Fluent in Ukrainian, French, Polish, Russian, and Belarusian, Martyniuk expressed his disappointment that Americans know so very little about gulags and the mass killings that occurred during the Bolshevik and Soviet purges. How could 25,000 Bolsheviks control 25 million people? They confiscated their guns first.

The Summit brochure mentioned the Laogai Museum which documents China’s prison camps, human rights violations such as executions, harvesting of organs from executed prisoners, the coercive “one child only” population control policy, internet censorship and surveillance, and all other atrocities committed by China’s communist regime.

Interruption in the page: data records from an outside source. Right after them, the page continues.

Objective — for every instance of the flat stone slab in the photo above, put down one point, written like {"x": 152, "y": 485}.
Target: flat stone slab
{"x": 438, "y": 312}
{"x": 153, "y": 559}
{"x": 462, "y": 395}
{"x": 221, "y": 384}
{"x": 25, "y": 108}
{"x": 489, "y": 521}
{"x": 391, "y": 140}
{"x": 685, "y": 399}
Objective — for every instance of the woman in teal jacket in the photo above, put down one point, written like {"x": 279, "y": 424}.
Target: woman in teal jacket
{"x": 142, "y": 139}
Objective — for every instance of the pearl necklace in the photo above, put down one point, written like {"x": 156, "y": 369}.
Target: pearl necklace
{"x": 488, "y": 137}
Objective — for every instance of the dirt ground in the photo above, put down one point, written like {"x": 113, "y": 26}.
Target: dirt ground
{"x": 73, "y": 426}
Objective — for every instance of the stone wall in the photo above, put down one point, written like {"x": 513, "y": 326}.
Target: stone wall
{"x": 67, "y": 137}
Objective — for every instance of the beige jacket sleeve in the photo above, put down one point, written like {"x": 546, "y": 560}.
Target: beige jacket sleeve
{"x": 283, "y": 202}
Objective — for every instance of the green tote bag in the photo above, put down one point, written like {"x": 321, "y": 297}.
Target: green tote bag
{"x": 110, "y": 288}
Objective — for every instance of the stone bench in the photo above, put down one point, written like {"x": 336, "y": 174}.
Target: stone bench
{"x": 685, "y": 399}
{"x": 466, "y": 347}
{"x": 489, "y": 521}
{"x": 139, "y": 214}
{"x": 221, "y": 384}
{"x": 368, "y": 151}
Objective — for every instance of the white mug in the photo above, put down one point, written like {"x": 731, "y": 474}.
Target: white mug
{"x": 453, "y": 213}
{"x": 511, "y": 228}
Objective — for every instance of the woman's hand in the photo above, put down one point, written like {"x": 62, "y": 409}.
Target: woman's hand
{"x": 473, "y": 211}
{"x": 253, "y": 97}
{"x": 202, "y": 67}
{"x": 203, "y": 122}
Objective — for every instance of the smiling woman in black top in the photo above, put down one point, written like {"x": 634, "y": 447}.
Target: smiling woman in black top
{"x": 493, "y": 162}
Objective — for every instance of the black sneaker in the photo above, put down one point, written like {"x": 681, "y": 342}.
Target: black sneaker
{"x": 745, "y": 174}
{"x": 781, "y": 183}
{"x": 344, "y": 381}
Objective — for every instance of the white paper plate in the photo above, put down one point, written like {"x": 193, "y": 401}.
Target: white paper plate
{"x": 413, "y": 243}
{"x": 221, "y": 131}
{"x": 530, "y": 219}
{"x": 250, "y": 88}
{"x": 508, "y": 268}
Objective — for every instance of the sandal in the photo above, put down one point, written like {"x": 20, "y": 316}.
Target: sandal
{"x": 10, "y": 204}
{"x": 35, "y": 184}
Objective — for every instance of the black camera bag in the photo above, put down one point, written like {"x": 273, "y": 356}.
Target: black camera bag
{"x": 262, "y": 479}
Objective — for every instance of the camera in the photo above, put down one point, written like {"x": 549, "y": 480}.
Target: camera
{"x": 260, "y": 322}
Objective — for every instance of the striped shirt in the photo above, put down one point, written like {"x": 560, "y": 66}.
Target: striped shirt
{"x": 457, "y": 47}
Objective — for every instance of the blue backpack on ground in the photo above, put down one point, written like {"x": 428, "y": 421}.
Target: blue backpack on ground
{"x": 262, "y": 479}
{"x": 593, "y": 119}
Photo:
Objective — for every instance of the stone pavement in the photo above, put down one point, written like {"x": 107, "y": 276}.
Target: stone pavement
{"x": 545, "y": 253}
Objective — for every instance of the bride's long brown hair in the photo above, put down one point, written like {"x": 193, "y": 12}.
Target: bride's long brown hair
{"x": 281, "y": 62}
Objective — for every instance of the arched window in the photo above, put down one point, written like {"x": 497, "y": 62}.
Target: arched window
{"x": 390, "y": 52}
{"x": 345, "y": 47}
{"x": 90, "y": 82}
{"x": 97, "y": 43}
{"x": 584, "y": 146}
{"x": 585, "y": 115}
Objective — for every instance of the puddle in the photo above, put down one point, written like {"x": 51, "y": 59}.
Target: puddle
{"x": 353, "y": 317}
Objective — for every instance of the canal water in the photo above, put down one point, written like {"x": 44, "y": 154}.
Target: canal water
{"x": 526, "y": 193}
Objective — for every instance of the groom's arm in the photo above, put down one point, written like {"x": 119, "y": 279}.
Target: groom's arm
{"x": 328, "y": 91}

Mentioned in the brochure is the anti-communist protest of the Damas de Blanco. The opposition movement in Cuba of the Ladies in White was formed two weeks after the arrest during the Black Spring of 2003 of 75 individuals charged with “acts against the independence or the territorial integrity of the state.” Ladies dressed in white, relatives of those arrested, gather on Sundays at St. Rita’s Church in Havana to pray for their husbands, brothers, uncles, cousins, nephews, and fathers. After each mass, the Ladies in White walk from the church to a nearby park. Each lady wears a lapel button with the photograph of the arrested loved one. In 2005, Palm Sunday, the communist government sent the Federation of Cuban Women to counter protest the Damas de Blanco. Occasionally insulted and assaulted, they’ve been left alone since Cardinal Jaime Lucas Ortega y Alamino intervened on their behalf in 2010 and are allowed to protest outside of his church. http://en.wikipedia.org/wiki/Ladies-in-White

Canada will honor the victims of communism through a memorial which will be built near Parliament Hill. The group behind the project, Tribute to Liberty, will receive up to $1.5 million from the Canadian government to build a memorial on the lawn between the Library and Archives Building and the Supreme Court by 2014. http://www.cbc.ca/news/politics/story/2013/08/23/poi-cp-memorial-victims-communism.html

I stand with the millions of victims of communism, including my Dad, who disagreed with the communist party Marxist ideology and protested the confiscation of their homes, land, guns, personal possessions, and the loss of their God-given freedom. The victims objected to the lack of food, heat, water, proper medical care, medications, and a decent treatment as human beings.